The following describes an alternative to a tripline and anchor buoy.
Alchemy anchor float
I generally abhor anchor buoys/trip lines (unsafe and un-neighborly) and feel that getting one’s anchor trapped on the bottom is partly technique, but mostly bad luck. (Part of the technique element is to always initially use plenty of scope so the anchor sets with a minimum of dragging around the anchorage before getting a stick: dragging an anchor around hoping it finds a stick is a recipe for a fouled anchor). I use trip lines only when I know of reports of a foul bottom, and (hopefully) a night with steady wind direction and an uncrowded anchorage: rarely in other words. That said, I also wished for a plan for when the anchor does become stuck and there is no trip line.
In friendly waters I usually dove on the anchor and realized that it was a regular occurrence that all I saw was chain: the anchor was buried. Recovery is dependent on getting to the end of the anchor, attaching a line and pulling the anchor out backwards. It is also possible the anchor is tangled in a stump or some discarded appliance and getting at the end of the anchor could be difficult or take time. In warmer waters, I would be doing this free diving and only had seconds to attach the trip line, so I wished to make the finding and attaching quick and easy. Even if I put on a tank, and dive gear (if quite deep) I would want it easy to attach the trip line.

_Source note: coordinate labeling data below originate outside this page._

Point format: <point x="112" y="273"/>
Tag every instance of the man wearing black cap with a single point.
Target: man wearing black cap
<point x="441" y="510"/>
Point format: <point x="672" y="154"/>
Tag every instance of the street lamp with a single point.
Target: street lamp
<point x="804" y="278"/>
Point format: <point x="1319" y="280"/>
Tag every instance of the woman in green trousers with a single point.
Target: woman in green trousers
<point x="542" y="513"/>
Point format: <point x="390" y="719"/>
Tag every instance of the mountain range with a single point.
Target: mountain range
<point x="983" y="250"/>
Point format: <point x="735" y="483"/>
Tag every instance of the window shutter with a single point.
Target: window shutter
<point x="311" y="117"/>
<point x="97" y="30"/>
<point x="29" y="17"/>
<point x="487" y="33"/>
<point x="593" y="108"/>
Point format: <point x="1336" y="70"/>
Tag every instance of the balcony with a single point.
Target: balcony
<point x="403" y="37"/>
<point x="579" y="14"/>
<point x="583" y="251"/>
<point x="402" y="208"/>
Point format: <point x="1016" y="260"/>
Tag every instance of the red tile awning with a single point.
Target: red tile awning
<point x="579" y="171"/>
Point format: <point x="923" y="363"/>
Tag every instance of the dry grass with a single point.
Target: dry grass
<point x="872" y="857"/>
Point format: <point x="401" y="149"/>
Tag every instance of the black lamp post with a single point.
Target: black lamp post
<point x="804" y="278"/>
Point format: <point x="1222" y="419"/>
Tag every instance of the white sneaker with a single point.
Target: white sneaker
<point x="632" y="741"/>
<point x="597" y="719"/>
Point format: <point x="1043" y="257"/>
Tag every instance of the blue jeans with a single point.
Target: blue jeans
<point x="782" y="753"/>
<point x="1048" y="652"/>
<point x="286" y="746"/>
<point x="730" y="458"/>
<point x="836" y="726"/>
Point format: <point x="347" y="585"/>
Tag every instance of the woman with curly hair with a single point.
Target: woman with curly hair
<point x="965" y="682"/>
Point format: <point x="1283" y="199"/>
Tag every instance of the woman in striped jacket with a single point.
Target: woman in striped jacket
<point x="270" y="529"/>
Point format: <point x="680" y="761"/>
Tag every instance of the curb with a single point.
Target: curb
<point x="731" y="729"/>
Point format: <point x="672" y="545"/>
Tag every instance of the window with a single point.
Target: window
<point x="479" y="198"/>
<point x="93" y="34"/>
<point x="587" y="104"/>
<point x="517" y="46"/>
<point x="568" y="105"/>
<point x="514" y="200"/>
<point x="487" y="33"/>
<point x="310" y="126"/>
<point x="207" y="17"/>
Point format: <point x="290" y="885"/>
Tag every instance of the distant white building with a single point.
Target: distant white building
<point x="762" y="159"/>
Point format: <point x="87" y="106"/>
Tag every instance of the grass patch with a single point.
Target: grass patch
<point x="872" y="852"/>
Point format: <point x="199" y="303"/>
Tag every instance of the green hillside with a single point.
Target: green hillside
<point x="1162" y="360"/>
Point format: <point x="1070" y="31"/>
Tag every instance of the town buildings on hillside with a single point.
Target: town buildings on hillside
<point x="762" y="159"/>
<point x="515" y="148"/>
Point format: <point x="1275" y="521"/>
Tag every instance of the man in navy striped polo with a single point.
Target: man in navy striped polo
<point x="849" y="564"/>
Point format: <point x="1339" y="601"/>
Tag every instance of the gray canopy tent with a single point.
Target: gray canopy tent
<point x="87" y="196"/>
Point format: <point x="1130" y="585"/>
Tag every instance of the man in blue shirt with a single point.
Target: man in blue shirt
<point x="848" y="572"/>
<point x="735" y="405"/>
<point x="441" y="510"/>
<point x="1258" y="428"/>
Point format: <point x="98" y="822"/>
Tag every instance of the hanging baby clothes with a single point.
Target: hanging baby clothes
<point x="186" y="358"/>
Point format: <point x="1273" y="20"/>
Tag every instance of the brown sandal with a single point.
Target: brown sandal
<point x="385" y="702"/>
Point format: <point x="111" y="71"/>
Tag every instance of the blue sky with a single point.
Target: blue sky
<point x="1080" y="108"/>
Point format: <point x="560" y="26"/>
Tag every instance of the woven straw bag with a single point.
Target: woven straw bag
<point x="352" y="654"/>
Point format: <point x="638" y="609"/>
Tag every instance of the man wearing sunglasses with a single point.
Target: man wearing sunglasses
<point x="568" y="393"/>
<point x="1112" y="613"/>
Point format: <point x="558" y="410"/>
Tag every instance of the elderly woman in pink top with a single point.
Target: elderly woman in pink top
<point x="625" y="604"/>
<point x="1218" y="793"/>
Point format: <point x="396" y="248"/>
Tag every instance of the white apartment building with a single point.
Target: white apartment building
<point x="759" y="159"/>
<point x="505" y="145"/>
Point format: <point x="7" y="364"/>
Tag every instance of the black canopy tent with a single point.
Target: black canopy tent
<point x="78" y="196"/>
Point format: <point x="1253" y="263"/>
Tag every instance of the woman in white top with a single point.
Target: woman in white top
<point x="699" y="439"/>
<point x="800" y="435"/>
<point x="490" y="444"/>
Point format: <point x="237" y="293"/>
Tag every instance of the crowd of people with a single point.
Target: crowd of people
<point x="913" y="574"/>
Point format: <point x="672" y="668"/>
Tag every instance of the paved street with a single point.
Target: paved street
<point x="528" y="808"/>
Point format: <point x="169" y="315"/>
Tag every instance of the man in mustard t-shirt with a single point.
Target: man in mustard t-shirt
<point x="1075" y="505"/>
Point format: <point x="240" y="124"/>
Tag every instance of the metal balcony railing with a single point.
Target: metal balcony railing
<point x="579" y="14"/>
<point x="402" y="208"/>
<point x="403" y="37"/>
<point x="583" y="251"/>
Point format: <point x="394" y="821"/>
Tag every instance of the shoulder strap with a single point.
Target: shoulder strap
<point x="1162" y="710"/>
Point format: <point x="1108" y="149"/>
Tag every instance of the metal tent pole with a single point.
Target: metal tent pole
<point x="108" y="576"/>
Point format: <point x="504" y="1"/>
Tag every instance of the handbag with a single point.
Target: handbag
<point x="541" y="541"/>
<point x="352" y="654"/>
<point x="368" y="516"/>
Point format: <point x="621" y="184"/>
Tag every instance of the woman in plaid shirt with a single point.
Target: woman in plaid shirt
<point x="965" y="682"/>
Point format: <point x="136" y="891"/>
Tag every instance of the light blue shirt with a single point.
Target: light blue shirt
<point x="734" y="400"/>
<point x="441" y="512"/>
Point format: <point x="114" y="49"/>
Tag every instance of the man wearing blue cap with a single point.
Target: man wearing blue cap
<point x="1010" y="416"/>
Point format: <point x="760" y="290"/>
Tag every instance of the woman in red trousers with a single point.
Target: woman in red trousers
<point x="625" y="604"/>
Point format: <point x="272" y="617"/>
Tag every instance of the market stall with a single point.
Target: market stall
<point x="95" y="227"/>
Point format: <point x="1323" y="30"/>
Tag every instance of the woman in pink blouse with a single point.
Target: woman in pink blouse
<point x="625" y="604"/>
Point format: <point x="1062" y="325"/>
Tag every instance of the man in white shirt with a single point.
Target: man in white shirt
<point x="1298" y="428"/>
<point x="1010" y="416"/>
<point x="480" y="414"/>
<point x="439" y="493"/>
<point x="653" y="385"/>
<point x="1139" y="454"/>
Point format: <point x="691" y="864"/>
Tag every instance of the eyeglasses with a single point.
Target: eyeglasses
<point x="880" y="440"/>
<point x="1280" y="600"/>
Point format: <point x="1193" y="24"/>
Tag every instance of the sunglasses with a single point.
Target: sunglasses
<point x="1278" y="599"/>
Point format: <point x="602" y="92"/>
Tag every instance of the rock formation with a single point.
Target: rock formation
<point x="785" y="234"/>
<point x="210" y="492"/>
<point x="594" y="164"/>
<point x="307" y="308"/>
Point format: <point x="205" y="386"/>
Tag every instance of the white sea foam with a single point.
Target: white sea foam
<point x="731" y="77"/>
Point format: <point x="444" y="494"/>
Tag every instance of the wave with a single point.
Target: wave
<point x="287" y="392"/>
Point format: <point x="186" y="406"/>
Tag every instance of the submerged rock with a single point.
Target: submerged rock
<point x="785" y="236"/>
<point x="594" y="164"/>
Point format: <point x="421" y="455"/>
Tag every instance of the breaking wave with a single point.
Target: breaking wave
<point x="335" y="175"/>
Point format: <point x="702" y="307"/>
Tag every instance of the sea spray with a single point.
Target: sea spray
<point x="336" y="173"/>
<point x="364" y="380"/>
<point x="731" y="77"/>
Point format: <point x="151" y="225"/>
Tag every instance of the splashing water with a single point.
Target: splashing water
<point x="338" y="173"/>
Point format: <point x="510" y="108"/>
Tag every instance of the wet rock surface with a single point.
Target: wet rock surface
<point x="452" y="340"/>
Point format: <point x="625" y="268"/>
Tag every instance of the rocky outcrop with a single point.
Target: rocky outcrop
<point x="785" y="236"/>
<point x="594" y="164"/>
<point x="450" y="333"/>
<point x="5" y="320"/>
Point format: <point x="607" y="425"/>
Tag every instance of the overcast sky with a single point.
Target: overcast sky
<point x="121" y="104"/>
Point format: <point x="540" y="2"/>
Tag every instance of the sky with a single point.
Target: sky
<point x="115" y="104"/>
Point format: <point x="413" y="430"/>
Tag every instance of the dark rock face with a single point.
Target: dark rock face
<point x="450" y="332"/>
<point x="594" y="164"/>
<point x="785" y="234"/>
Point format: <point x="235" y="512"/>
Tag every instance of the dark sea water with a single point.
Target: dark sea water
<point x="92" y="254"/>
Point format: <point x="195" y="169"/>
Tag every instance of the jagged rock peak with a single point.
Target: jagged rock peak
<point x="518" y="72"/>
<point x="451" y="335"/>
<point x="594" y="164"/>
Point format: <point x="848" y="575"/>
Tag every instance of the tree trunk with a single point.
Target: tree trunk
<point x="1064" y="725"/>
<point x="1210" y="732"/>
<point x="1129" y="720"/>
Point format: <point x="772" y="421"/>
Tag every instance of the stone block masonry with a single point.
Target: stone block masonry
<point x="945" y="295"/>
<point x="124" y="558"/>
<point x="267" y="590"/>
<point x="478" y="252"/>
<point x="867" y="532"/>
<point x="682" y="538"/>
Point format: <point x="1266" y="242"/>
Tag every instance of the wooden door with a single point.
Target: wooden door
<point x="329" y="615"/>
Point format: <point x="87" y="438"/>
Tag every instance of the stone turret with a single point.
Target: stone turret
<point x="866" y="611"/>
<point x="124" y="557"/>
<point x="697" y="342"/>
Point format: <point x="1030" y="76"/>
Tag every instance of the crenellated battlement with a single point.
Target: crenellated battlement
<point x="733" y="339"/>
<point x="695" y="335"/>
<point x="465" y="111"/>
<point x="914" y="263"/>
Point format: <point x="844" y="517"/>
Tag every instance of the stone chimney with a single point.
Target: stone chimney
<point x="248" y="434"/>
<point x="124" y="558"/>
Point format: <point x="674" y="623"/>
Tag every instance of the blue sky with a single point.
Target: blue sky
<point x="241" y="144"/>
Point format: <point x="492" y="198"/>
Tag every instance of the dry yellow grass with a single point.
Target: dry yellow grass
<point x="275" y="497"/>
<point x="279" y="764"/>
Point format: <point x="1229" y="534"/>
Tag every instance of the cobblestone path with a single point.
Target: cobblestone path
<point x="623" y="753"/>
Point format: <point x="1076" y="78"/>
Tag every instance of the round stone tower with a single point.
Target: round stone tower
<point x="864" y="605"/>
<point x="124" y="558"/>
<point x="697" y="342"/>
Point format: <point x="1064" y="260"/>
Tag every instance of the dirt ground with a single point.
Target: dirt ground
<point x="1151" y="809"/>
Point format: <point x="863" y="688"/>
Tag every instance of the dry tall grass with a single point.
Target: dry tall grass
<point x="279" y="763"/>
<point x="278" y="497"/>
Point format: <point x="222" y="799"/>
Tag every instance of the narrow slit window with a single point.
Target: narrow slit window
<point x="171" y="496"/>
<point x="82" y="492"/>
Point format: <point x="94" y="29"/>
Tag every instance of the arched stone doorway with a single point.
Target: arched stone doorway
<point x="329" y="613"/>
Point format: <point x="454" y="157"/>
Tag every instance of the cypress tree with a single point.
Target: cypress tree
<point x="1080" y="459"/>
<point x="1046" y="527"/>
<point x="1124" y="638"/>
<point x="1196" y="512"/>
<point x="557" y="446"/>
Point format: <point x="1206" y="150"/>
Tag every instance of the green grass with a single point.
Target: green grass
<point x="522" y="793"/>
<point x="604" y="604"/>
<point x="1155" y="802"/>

To get a line attached to the end of the anchor quickly, I attached a shackle on the end of my anchor to which I tied 6-8 feet of nylon 3 strand with an eye on the end and a brightly colored small commercial fishnet float (shaped like a small football: the US game). The float “floats” the eye high above the anchor and accessible and easy to find. In clear water, I can often see the float (bright orange) from on deck if not too deep. If the anchor is fouled, it is far more likely and easier just to dive to the float and attach a spring-loaded shackle/carabiner with a line taken back to the boat. Then from deck it is easy to pull the anchor up backwards.
The 6-8 foot line serves a secondary purpose when stowing the anchor of always being there to tie the anchor off on the roller.
My best, Dick Stevenson, s/v Alchemy
Note: With effort, I have found that most anchor foulings get free with some creative boat maneuvering. First, I let out lots of scope while moving away from the anchor in the opposite direction from initial set and slowly attempt pull it free. Next, I might try a short scope, attach a stout snubber (here you do not want stretch, but you do not want to load up the windlass) and then power in various directions taking up slack as it occurs. Pay attention as it is not likely to make things worse, but certainly possible.